Golf course workers rescue dog from underground drain pipe

Ty the cocker spaniel
The Austin American-Statesman
Ty the cocker spaniel settled in for a nice long nap after spending 18 hours trapped in a golf course drainage pipe.
By John Holmes
PGA.com

Series: Golf Buzz
A hole-in-one probably wasn't on Bob Williamson's mind as he walked his dog on the Falconhead Golf Course west of Austin, Texas, the other day. But when the pooch – a 7-year-old cocker spaniel named Ty – took off in hot pursuit of a raccoon, Williamson ended up with one dog in a hole.
 
Night was falling and the golfers were off the course as Williamson and Ty took their stroll. And when Ty took off, the raccoon hot-footed it into a 75-yard drainage pipe. The pipe was big enough for Ty to get into – but it narrowed as it went deeper into the ground, and Ty got stuck. Really stuck.
 
Williamson went for help, and local firefighters were able to remove a grate from the opposite side of the drain.

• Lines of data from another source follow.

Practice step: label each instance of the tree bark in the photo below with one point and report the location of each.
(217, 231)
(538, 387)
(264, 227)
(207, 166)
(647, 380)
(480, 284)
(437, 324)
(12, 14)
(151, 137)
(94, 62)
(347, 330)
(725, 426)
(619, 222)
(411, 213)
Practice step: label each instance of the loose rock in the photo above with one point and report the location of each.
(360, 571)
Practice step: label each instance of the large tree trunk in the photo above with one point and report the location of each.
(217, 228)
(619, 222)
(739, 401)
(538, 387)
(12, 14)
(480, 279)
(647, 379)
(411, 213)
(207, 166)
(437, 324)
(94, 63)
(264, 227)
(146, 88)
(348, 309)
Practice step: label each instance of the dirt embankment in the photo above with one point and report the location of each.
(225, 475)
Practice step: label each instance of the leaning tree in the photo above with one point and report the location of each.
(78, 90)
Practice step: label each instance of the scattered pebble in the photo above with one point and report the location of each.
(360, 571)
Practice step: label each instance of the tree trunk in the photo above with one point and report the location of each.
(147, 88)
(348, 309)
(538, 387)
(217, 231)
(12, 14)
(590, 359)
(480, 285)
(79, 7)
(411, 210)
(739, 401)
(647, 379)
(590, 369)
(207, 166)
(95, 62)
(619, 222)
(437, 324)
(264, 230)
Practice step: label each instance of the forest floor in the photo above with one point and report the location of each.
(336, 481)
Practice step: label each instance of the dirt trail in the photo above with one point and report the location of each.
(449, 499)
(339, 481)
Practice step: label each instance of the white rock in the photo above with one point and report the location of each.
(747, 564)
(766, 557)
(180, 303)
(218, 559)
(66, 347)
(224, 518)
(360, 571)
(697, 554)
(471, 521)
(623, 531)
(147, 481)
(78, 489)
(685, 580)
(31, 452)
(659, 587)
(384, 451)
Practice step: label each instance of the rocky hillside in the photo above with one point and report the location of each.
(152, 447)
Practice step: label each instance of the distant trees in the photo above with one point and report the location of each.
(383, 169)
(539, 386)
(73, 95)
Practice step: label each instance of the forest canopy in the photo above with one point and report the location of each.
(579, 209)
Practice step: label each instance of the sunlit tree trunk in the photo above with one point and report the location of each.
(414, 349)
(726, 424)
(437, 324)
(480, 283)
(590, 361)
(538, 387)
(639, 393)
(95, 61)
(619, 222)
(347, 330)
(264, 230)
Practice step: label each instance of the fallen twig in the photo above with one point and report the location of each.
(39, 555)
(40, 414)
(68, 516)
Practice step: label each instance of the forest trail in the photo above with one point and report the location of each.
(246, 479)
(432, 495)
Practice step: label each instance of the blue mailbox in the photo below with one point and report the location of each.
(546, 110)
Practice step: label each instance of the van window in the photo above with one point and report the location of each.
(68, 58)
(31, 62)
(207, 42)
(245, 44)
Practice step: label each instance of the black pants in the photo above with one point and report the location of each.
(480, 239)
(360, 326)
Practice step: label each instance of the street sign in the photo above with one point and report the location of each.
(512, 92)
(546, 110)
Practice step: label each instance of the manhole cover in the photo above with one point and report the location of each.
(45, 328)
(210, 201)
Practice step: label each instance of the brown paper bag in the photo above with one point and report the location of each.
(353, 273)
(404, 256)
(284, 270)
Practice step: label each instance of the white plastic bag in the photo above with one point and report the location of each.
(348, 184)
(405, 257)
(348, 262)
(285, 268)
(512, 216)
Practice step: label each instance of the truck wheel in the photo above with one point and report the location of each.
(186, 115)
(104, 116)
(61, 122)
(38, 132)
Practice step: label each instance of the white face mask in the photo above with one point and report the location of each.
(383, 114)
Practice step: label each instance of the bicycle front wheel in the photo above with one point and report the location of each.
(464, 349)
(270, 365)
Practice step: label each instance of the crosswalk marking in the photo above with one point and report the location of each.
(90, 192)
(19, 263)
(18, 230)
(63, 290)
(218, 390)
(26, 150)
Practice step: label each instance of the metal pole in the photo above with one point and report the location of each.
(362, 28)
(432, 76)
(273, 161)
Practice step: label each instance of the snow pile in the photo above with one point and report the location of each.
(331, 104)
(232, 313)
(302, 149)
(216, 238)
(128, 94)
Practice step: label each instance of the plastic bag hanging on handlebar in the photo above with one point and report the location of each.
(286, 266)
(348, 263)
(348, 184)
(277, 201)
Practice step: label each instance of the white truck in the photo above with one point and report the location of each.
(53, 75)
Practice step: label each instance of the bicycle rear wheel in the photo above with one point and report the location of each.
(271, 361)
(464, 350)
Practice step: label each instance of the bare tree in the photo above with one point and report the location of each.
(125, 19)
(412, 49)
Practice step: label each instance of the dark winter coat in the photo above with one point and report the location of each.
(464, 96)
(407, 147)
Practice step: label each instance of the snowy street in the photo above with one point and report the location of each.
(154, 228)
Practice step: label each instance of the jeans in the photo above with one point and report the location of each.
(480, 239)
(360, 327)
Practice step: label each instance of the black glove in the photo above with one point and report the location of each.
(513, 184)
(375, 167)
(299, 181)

The raccoon, of course, climbed out just fine, but the dog was trapped about four feet below the ground.
 
"Standing outside the drain, you could hear him barking," Williamson told The Austin American-Statesman. "The dog's nails were long and couldn't get any traction on the incline, and that's how he got stuck, I think. He was wanting to come out, but he wasn't able to."
 
 
The pup stayed stuck overnight, and the golf course maintenance crew went to work the next morning. They dug for several hours, trying to find the point in the pipe where Ty was trapped. Eventually, they unearthed the section of pipe where the dog was, then used a handsaw to cut into it.
 
With Ty located, the rescuers used pieces of hot dogs to encourage him to move just enough that someone was able to grab him by the collar and pull him out.
 
"There was a little encouragement with a hot dog involved," Falconhead General Manager Laura Gunia said. "He barely fit in [the drain], but he was hungry enough to scoot closer to reach each hot dog piece.
 
"We were determined," she added. "There was no way any of us were walking away regardless of how long it took, and we were always confident of a good ending."
 
So, 18 hours after he entered the pipe, Ty emerged – dirty but unhurt, and ready for a very long nap during which he, no doubt, dreamed of catching that raccoon before they reached the drainage pipe.